Eisbock was introduced to Canada in 1989 by the microbrewery Niagara Falls Brewing Company. The brewers started with a strong dark lager (15.3 degrees Plato/1.061 original gravity, 6% alcohol by volume), then used the traditional method of freezing and removing ice to concentrate aroma and flavours while increasing the alcoholic strength to 8% ABV. Niagara Falls Eisbock was released annually as a seasonal winter beer; each year the label would feature a different historic view of nearby Niagara Falls in winter. This continued each year until the company was sold in 1994.

Despite this precedent, the large Canadian brewer Molson (now part of Molson Coors) claimed to have made the first ice beer in North America when it introduced Canadian Ice in April 1993. However, Molson's main competitor in Canada, Labatt (now part of Anheuser-Busch InBev), claimed to have patented the ice beer process earlier. When Labatt introduced an ice beer in August 1993, capturing a 10% market share in Canada, this instigated the so-called "Ice Beer Wars" of the 1990s.

Labatt had patented a specific method for making ice beer in 1997, 1998 and 2000, "A process for chill-treating, which is exemplified by a process for preparing a fermented malt beverage wherein brewing materials are mashed with water and the resulting mash is heated and wort separated therefrom. The wort is boiled cooled and fermented, and the beer is subjected to a finishing stage, which includes aging, to produce the final beverage. The improvement comprises subjecting the beer to a cold stage comprising rapidly cooling the beer to a temperature of about its freezing point in such a manner that ice crystals are formed therein in only minimal amounts. The resulting cooled beer is then mixed for a short period of time with a beer slurry containing ice crystals, without any appreciable collateral increase in the amount of ice crystals in the resulting mixture. Finally, the so-treated beer is extracted from the mixture."
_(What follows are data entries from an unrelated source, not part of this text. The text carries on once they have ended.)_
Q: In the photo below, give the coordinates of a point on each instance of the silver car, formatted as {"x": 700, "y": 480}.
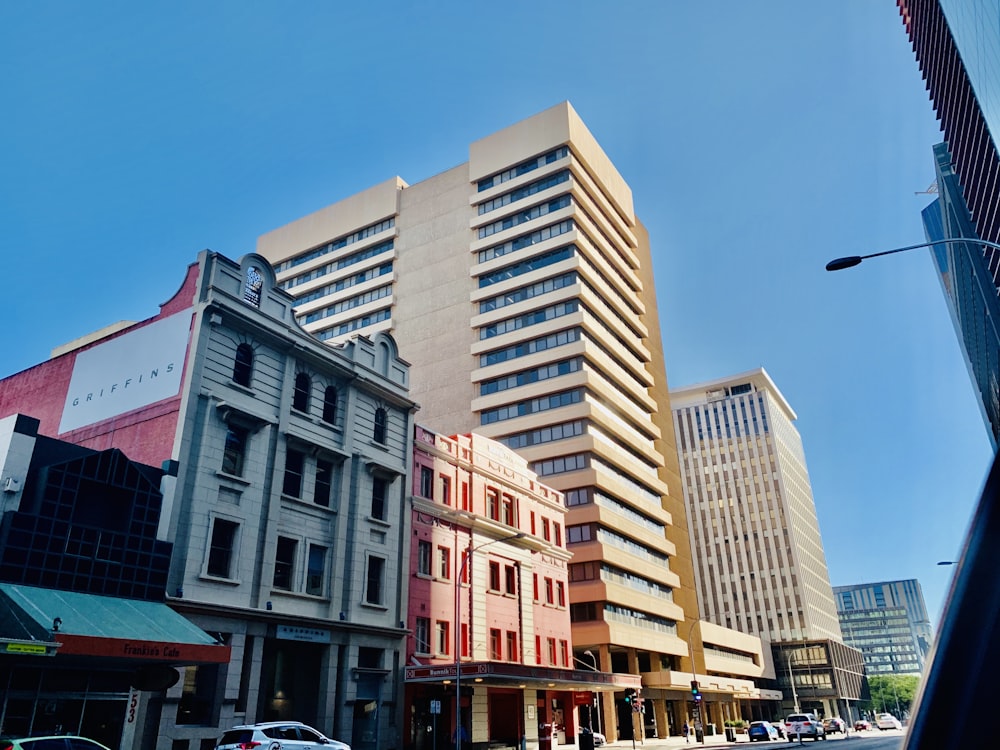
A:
{"x": 277, "y": 735}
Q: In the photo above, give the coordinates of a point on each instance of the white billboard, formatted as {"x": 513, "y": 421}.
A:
{"x": 134, "y": 370}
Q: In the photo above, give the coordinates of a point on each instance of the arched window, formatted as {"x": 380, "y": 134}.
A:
{"x": 330, "y": 404}
{"x": 300, "y": 399}
{"x": 380, "y": 422}
{"x": 243, "y": 364}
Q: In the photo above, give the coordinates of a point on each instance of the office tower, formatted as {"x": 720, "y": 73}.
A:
{"x": 888, "y": 623}
{"x": 519, "y": 287}
{"x": 968, "y": 289}
{"x": 957, "y": 44}
{"x": 283, "y": 497}
{"x": 759, "y": 560}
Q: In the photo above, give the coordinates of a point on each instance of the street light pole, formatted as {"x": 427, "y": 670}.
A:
{"x": 458, "y": 630}
{"x": 791, "y": 680}
{"x": 853, "y": 260}
{"x": 597, "y": 699}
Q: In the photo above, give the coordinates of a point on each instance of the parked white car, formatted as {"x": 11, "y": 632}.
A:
{"x": 274, "y": 735}
{"x": 806, "y": 725}
{"x": 887, "y": 721}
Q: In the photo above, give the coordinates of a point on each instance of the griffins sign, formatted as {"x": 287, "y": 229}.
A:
{"x": 126, "y": 373}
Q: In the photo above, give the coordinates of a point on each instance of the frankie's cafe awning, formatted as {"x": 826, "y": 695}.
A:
{"x": 91, "y": 625}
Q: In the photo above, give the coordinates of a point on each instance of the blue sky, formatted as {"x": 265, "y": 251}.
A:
{"x": 760, "y": 140}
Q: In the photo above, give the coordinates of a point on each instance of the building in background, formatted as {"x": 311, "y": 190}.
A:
{"x": 487, "y": 531}
{"x": 888, "y": 623}
{"x": 83, "y": 581}
{"x": 283, "y": 499}
{"x": 758, "y": 555}
{"x": 957, "y": 44}
{"x": 519, "y": 286}
{"x": 759, "y": 560}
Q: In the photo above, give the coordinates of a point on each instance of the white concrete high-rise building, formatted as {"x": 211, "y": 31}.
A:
{"x": 759, "y": 560}
{"x": 519, "y": 287}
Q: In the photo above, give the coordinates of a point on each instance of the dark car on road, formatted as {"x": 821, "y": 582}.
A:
{"x": 763, "y": 731}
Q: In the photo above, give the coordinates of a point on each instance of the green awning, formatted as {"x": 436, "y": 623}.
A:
{"x": 93, "y": 625}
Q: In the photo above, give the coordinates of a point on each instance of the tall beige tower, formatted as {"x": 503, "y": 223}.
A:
{"x": 519, "y": 287}
{"x": 759, "y": 560}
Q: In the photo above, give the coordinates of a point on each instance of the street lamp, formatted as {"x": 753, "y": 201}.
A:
{"x": 596, "y": 707}
{"x": 853, "y": 260}
{"x": 791, "y": 680}
{"x": 458, "y": 630}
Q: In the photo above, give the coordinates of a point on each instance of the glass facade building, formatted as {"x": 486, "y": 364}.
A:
{"x": 957, "y": 45}
{"x": 888, "y": 623}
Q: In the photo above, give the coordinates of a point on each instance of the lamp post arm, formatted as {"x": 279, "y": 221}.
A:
{"x": 853, "y": 260}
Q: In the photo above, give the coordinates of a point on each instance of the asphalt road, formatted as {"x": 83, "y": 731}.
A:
{"x": 870, "y": 740}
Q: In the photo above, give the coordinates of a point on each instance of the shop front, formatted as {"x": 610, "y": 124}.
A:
{"x": 504, "y": 706}
{"x": 74, "y": 663}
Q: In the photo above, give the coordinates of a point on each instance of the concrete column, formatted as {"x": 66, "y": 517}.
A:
{"x": 660, "y": 714}
{"x": 530, "y": 718}
{"x": 480, "y": 717}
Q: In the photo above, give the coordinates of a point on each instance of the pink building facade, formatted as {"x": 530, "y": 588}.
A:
{"x": 487, "y": 588}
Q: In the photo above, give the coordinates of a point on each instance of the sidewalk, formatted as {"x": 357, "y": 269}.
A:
{"x": 717, "y": 742}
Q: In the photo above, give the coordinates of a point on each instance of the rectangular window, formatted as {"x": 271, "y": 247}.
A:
{"x": 378, "y": 497}
{"x": 508, "y": 515}
{"x": 426, "y": 482}
{"x": 444, "y": 638}
{"x": 294, "y": 466}
{"x": 510, "y": 579}
{"x": 424, "y": 557}
{"x": 220, "y": 553}
{"x": 322, "y": 489}
{"x": 422, "y": 635}
{"x": 316, "y": 571}
{"x": 444, "y": 563}
{"x": 234, "y": 452}
{"x": 373, "y": 586}
{"x": 284, "y": 563}
{"x": 198, "y": 694}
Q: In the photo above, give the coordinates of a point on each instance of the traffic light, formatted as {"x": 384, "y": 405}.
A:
{"x": 695, "y": 691}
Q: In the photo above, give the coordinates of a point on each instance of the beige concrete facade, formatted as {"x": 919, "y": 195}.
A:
{"x": 521, "y": 292}
{"x": 760, "y": 565}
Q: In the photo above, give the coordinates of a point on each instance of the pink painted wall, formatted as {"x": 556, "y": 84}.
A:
{"x": 145, "y": 435}
{"x": 461, "y": 461}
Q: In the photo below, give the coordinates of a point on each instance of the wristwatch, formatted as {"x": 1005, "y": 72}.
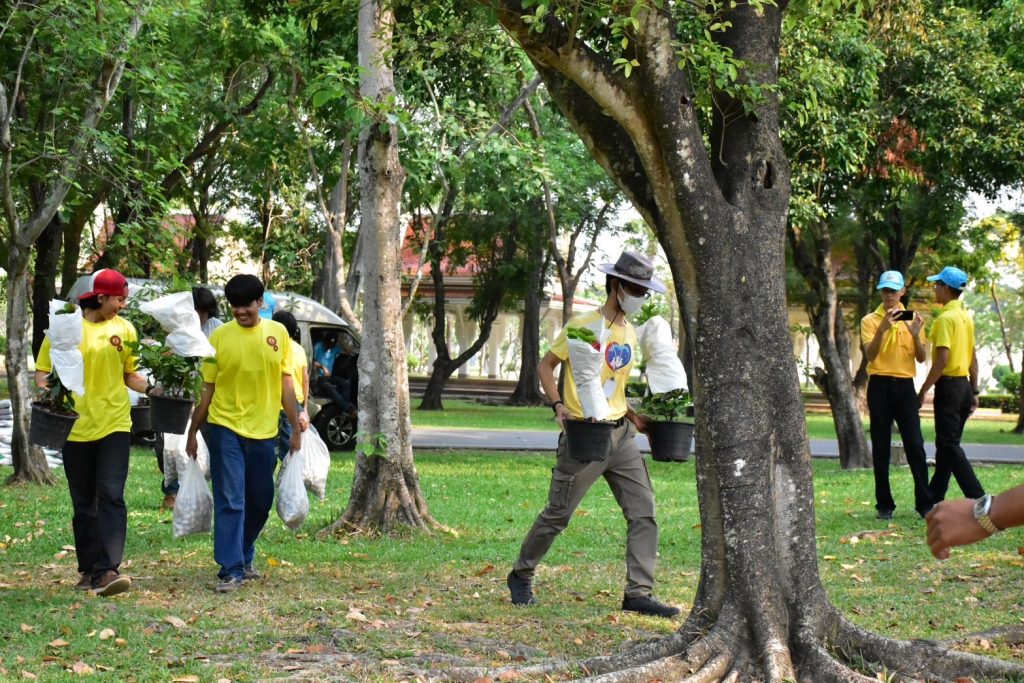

Miller acquired the U.S. marketing and distribution rights to Molson's products, and first introduced the Molson product in the United States in August 1993 as Molson Ice. Miller also introduced the Icehouse brand under the Plank Road Brewery brand name shortly thereafter, and it is still sold nationwide.

Anheuser-Busch introduced Bud Ice (5.5% ABV) in 1994, and it remains one of the country's top selling ice beers. Bud Ice has a somewhat lower alcohol content than most other ice beer brands. In 1995, Anheuser-Busch also introduced two other major brands: Busch Ice (5.9% ABV, introduced 1995) and Natural Ice (also 5.9% ABV, also introduced in 1995). Natural Ice is the No. 1 selling ice beer brand in the United States; its low price makes it very popular on college campuses all over the country.

Common ice beer brands in Canada in 2017, with approximately 5.5 to 6 per cent alcohol content, include Carling Ice, Molson's Black Ice, Busch Ice, Old Milwaukee Ice, Brick's Laker Ice and Labatt Ice. There is a Labatt Maximum Ice too, with 7.1 per cent alcohol.

==Characteristics and regulation==
Ice beers are typically known for their high alcohol-to-price ratio. In some areas, a substantial number of ice beer products are considered to often be bought by "street drunks," and are prohibited for sale. For example, most of the products that are explicitly listed as prohibited in the beer and malt liquor category in the Seattle area are ice beers.